Uber suspended its self-driving testing on Monday after the fatal crash. The testing has been going on for months as automakers and technology companies compete to roll out the technology.

A self-driving Uber in Scottsdale, Arizona, US. December 1, 2017.
A self-driving Uber in Scottsdale, Arizona, US. December 1, 2017. (Reuters Archive)

Uber suspended all of its self-driving testing on Monday after what is believed to be the first fatal pedestrian crash involving the vehicles.

Uber’s testing was halted after police in a Phoenix suburb said one of its self-driving vehicles struck and killed a pedestrian overnight on Sunday. 

The vehicle was in autonomous mode with an operator behind the wheel when a woman walking outside of a crosswalk was hit, Tempe police Sergeant Ronald Elcock said.

The woman, whose name hasn’t been released, died of her injuries at a hospital.

Uber CEO Dara Khosrowshahi expressed condolences on his Twitter account and said the company is working with local law enforcement on the investigation.

The federal government has voluntary guidelines for companies that want to test autonomous vehicles, leaving much of the regulation up to states.

The US Department of Transportation is considering other voluntary guidelines that it says will help foster innovation. 

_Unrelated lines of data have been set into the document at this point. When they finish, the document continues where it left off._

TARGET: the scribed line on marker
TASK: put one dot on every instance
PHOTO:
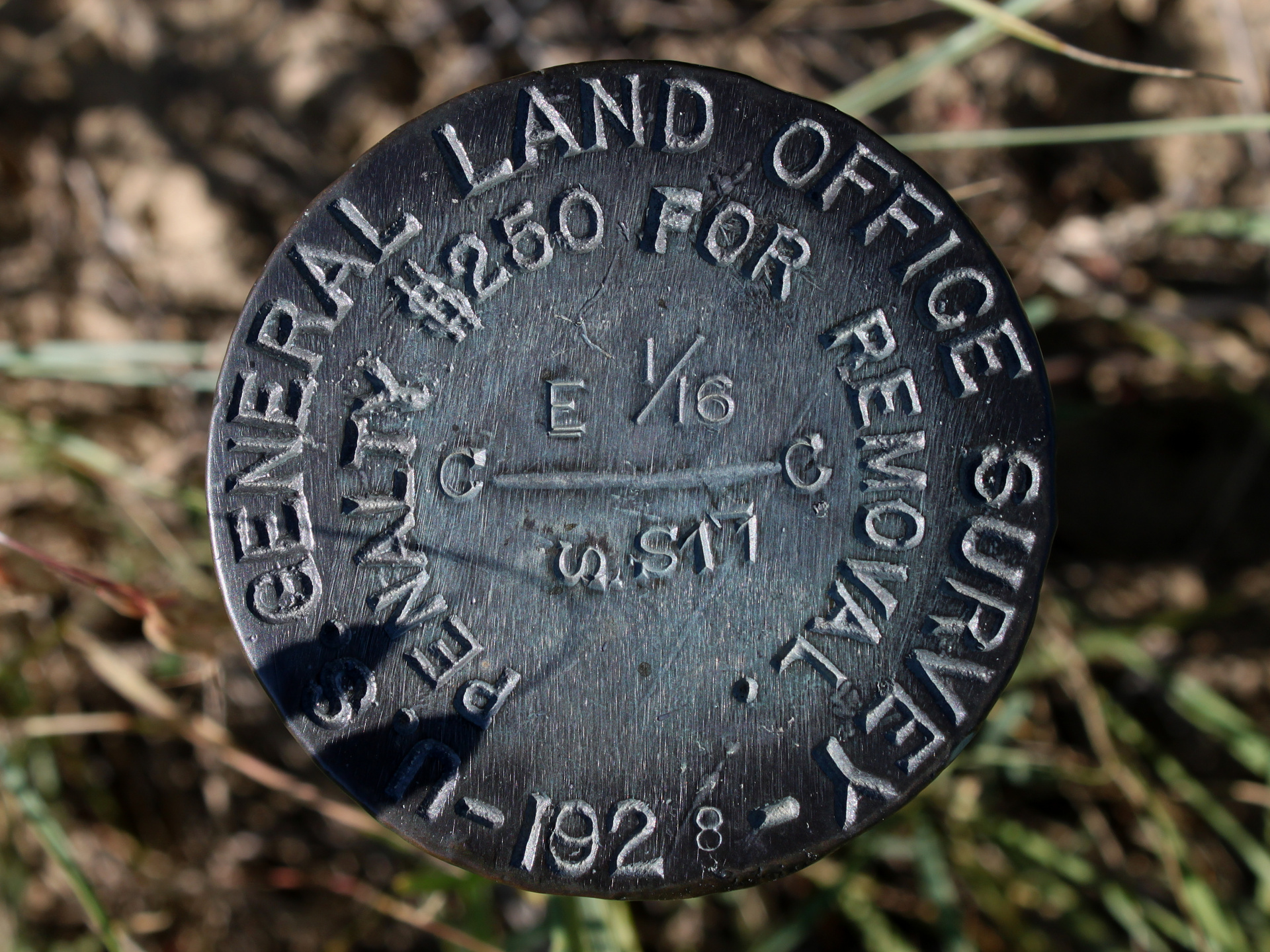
(669, 480)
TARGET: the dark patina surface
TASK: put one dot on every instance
(633, 501)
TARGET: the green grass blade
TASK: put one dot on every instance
(117, 363)
(1044, 852)
(1031, 33)
(937, 880)
(1126, 910)
(1072, 135)
(1223, 822)
(894, 79)
(1214, 714)
(585, 924)
(855, 900)
(58, 845)
(606, 926)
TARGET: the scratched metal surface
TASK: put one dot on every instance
(619, 594)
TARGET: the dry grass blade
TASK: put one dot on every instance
(66, 725)
(1031, 33)
(56, 844)
(125, 599)
(205, 732)
(893, 80)
(423, 917)
(1072, 135)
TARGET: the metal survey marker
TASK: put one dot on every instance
(630, 480)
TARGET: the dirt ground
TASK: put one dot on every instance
(154, 151)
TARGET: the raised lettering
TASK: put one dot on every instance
(915, 266)
(529, 243)
(934, 670)
(402, 604)
(450, 652)
(976, 628)
(259, 477)
(774, 157)
(850, 168)
(539, 122)
(896, 699)
(868, 337)
(962, 368)
(669, 209)
(563, 419)
(345, 691)
(282, 532)
(599, 107)
(622, 865)
(882, 392)
(378, 244)
(785, 252)
(592, 568)
(441, 791)
(943, 306)
(1003, 477)
(727, 232)
(849, 781)
(272, 406)
(277, 328)
(285, 594)
(657, 542)
(530, 842)
(469, 258)
(980, 528)
(480, 812)
(469, 181)
(795, 468)
(573, 855)
(480, 701)
(578, 200)
(851, 621)
(448, 481)
(799, 648)
(443, 309)
(907, 525)
(666, 136)
(747, 525)
(878, 458)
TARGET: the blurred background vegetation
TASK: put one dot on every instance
(153, 151)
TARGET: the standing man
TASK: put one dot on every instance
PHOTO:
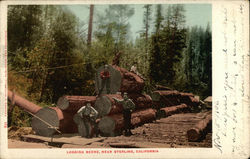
(128, 106)
(89, 116)
(105, 80)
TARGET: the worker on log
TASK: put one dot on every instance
(128, 106)
(105, 80)
(89, 115)
(134, 70)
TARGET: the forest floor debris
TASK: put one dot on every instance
(171, 132)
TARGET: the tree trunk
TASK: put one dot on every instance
(74, 103)
(91, 11)
(112, 124)
(141, 100)
(130, 82)
(121, 80)
(167, 111)
(166, 98)
(200, 129)
(23, 103)
(105, 105)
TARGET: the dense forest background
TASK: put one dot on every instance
(50, 54)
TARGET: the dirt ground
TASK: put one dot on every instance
(163, 133)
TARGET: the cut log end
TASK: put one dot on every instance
(45, 115)
(107, 125)
(63, 103)
(103, 105)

But Transportation Secretary Elaine Chaos has said technology and automobile companies need to allay public fears of self-driving vehicles, citing a poll showing that 78 percent of people fear riding in autonomous vehicles.

The number of states considering legislation related to autonomous vehicles gradually has increased each year, according to the National Conference of State Legislatures. In 2017 alone, 33 states introduced legislation.

California is among those that require manufacturers to report any incidents to the motor vehicle department during the autonomous vehicle testing phase. 

As of early March, the agency received 59 such reports.